Mais c’est aussi un écrivain essentiel. Vous me pardonnerez d’utiliser cette chronique pour vous parler de son plus récent livre.

Le titre: Camarade, ferme ton poste. Il s’agit d’une réflexion sur notre monde comme il ne va pas.

Décomposition

D’un chapitre à l’autre, et avec une écriture poignante, Émond fait le portrait d’une civilisation en décomposition.

Elle est écrasée par le bruit et la laideur.

Elle se soumet à un capitalisme mania­que qui détruit les cultures et nous transforme en consommateurs frénétiques n’ayant pas d’autres modèles que ceux liés à l’argent-roi.

Elle transforme notre monde en désert spirituel et culturel, qui condamne les âmes à la sécheresse.

Au cœur de ce beau livre, on trouve un sentiment honorable dont notre époque ne pense pourtant pas de bien: la nostalgie.

On aime la moquer. On l’assimile à une passion de vieillard gâteux accroché à ses souvenirs.

Bernard Émond chante plutôt sa grandeur secrète, sa noblesse.

Nous avons le droit de sentir que nous avons perdu quelque chose d’essentiel dans notre modernité frénétique.

Quoi?

Le sens de la gratuité. L’authentique quête de spiritualité. L’admiration pour les grandes œuvres de l’esprit. La richesse de liens humains qui ne soient pas qu’instrumentaux.

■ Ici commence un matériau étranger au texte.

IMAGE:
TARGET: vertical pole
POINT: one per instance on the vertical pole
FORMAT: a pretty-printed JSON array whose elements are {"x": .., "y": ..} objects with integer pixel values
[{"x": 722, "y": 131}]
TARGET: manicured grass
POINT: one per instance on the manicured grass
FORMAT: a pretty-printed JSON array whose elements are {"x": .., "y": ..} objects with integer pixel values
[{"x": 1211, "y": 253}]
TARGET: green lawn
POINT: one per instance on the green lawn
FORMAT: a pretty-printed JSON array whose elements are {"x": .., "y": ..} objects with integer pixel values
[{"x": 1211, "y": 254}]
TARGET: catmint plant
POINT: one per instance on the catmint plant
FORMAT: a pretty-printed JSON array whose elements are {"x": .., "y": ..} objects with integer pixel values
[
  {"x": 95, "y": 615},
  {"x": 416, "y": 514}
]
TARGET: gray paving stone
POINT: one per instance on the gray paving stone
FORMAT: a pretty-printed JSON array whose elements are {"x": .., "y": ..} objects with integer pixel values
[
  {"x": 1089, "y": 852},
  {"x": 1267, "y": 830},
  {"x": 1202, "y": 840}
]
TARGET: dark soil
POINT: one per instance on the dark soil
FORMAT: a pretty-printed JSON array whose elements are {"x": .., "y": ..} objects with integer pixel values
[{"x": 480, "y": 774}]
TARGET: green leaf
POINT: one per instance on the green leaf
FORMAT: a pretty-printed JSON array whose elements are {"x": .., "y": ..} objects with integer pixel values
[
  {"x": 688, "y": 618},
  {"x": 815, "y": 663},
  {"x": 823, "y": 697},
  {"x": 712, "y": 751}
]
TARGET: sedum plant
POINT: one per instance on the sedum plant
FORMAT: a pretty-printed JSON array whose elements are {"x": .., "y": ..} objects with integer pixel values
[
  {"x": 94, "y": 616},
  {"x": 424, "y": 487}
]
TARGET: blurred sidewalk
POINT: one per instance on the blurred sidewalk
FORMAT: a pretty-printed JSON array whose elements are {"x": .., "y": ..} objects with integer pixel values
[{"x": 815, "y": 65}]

Émond aimerait voir le commun des mortels fermer sa télévision et ouvrir un livre.

Beauté

Émond nous invite à nous réconcilier avec nos ancêtres qui savaient prier et se recueillir, et qui méritent peut-être un peu de tendresse.

Il aimerait voir les Québécois assumer leur héritage culturel.

Il célèbre un monde où les peuples auraient le droit de défendre leur identité, car sans elle, ils sont condamnés au vide, et j’ajouterais, au néant.

Et je le redis, il le fait avec une plume splendide.

Lisez ce livre. Il vous éclairera et vous bouleversera.